Nadja Ellinger is a visual artist interested in the oral tale as a way to explore new narratives offside the path. She was born in 1993 in a small medieval village in the middle of Germany. Spending most time in the forest and in books she fell in love with fairy tales, folklore and storytelling. After completing her bachelor’s degree in photography at the University of Applied Science in Munich, she studied for her MA in Photography at the Royal College of Art in London from 2018 to 2020.
Path of Pins is a visual re-telling of Little Red Riding Hood, revolving around adolescence and the fluidity of female representation in folklore.
In one of the earliest spoken versions of the fairytale, which later inspired Charles Perrault to write his ‘Petit Chaperon Rouge’, the wolf asks the unnamed heroine: “Which path will you take?”, to which she responds by choosing the path of pins, the careless and fleeting one – as opposed to the path of needles, the irreversible way of the wolf.
This decision of the pins reflect two interesting aspects: On a personal level, by refusing to follow the prescribed path, the heroine decides to stay a child and favours the state innumerable possibilities. Exploring what lies beyond, she leads us deep into the forest.
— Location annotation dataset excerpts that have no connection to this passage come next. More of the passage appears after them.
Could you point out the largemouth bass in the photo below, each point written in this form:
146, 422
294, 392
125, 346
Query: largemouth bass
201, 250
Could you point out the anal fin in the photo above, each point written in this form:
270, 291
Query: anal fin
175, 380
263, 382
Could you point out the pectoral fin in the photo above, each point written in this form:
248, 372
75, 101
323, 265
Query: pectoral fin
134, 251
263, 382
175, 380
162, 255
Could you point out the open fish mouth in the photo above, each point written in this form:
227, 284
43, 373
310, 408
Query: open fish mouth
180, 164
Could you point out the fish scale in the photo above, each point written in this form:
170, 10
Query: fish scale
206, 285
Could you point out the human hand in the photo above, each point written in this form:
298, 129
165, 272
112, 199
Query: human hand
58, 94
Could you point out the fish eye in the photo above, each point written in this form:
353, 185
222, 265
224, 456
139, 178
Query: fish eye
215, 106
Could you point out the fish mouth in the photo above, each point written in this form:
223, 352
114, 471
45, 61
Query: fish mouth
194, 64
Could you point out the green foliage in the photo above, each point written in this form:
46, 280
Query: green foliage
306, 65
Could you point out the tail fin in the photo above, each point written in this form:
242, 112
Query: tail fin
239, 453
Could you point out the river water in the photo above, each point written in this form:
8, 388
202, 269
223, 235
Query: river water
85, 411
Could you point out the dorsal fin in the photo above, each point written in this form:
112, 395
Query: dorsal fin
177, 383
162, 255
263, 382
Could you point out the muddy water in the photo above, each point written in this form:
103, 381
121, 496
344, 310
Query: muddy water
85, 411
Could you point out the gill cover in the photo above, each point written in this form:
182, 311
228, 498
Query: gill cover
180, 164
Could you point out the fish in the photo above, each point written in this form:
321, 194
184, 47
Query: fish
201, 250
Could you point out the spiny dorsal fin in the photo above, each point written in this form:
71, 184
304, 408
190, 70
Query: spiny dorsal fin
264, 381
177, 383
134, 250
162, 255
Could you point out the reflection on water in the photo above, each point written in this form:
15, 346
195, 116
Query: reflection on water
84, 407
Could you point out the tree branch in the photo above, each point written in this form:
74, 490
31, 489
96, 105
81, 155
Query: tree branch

On an abstract level, this metaphor of pins and needles relates to how fairy tales are being treated: Like a butterfly collector, Perrault kills the living, ever-evolving oral tale, to present it to the reader in a pose he artificially forced upon it: He coerces the heroine into the corset of his ideologies. Compared to the early variants of the narrative, where the heroine tricks the wolf, Perrault reduces her to a naive girl guilty of her own violation.
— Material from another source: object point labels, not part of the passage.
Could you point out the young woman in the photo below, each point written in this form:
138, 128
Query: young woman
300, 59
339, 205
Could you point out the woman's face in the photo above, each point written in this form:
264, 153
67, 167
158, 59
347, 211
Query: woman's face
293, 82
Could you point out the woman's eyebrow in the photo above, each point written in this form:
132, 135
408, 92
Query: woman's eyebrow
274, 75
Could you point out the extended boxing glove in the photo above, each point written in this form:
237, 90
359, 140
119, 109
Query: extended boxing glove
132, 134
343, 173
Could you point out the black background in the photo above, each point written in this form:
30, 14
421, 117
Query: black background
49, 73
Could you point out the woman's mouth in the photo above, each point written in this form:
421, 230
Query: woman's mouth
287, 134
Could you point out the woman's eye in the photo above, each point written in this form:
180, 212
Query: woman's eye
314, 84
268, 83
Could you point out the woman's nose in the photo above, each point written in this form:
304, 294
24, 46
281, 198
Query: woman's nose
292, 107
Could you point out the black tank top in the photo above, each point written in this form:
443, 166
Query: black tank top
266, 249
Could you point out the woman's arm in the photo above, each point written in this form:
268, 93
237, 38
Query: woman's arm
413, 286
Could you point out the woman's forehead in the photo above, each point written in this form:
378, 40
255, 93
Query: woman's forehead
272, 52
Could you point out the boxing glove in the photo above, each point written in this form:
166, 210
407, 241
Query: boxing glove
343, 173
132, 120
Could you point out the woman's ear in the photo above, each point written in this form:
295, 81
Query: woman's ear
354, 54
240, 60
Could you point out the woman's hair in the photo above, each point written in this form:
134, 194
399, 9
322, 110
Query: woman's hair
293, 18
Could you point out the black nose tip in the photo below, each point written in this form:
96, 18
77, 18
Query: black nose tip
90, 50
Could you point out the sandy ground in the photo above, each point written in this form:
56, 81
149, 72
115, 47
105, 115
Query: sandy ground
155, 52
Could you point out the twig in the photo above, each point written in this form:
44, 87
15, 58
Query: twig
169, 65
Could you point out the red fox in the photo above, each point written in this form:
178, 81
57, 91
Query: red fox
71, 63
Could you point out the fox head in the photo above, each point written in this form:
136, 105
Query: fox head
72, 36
The fairy tale questions authorship: Every form of retelling or reenactment embeds former versions of it, repeats it, alters it, so it will never be original – no authorship can be claimed over it. The fairy tale gives birth to itself.
Therefore I work with my friends, my family, my own body. It is a dreamlike state, where logic does not apply anymore and time works differently. The preconscious mind draws connections, develops a narrative I wasn’t aware of and finds analogies between this universe and reality, stitching these worlds together.
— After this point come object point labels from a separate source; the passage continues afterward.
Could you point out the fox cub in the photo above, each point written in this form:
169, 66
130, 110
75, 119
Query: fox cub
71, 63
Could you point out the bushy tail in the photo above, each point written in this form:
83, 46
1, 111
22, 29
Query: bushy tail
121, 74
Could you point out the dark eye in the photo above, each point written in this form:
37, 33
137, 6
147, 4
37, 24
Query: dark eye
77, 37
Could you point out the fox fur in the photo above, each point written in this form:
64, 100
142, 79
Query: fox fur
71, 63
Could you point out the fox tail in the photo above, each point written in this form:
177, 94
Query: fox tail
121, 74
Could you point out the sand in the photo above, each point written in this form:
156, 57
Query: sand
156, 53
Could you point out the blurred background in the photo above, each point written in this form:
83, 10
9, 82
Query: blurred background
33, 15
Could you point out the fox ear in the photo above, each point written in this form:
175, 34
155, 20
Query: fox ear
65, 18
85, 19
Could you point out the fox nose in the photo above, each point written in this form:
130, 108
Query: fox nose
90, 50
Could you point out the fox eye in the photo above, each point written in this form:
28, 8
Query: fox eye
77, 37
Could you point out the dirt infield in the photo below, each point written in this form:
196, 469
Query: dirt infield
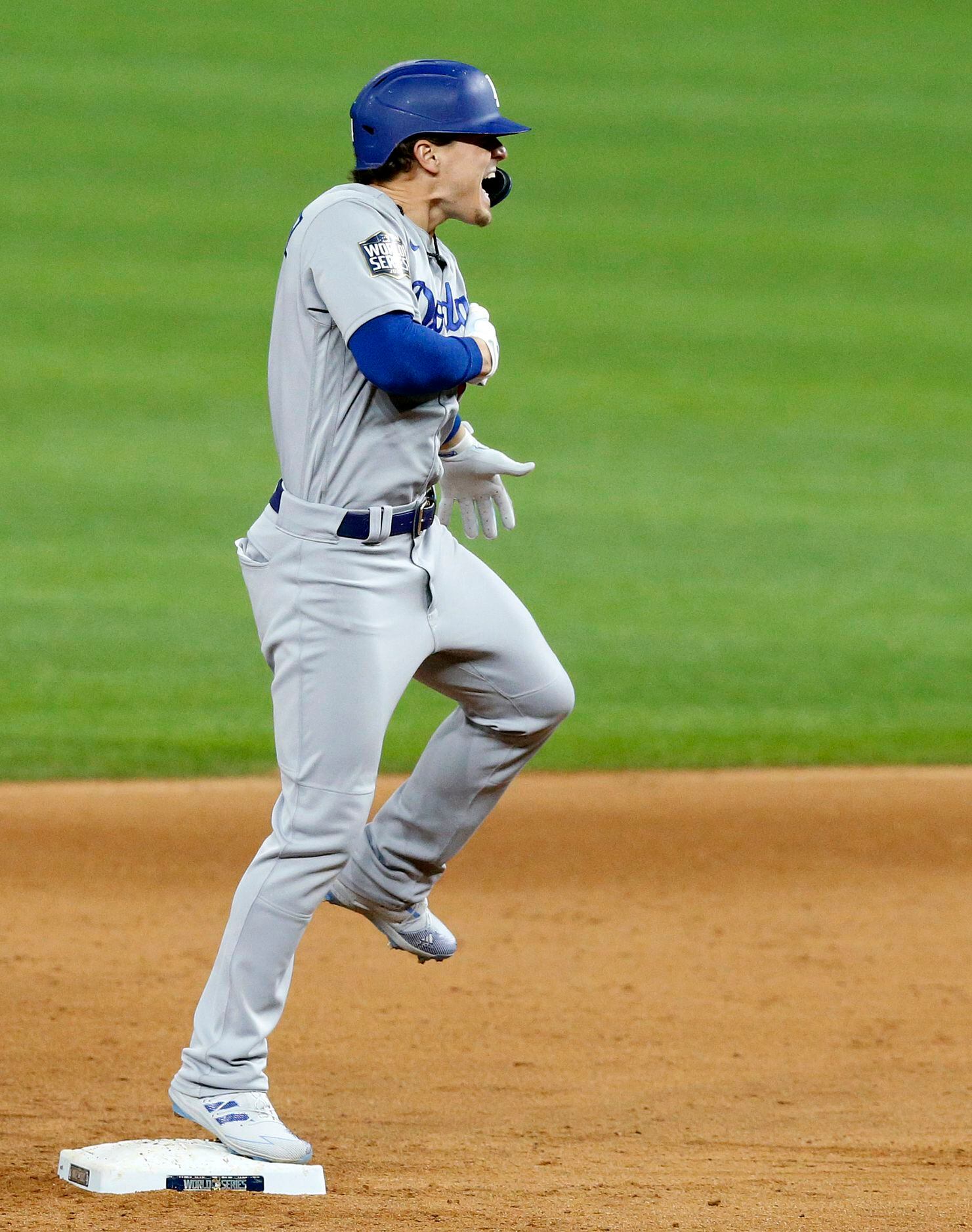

The tale develops, slowly, growing with each iteration, like a living creature.
Nadja’s work was exhibited and published in the UK, US, Italy, Germany, and France. She worked on commissions by clients such as Vogue USA and NR Magazine and held her first solo show with her project “But a Mermaid has not Tears'' in Munich, Germany. In 2020 she was one of the finalists for Camera Work in Ravenna, Italy, and exhibited at Voies-Off in Arles, the Ginnel Foto Festival, and the ‘Other Identity’ Biennal in Genova, among others.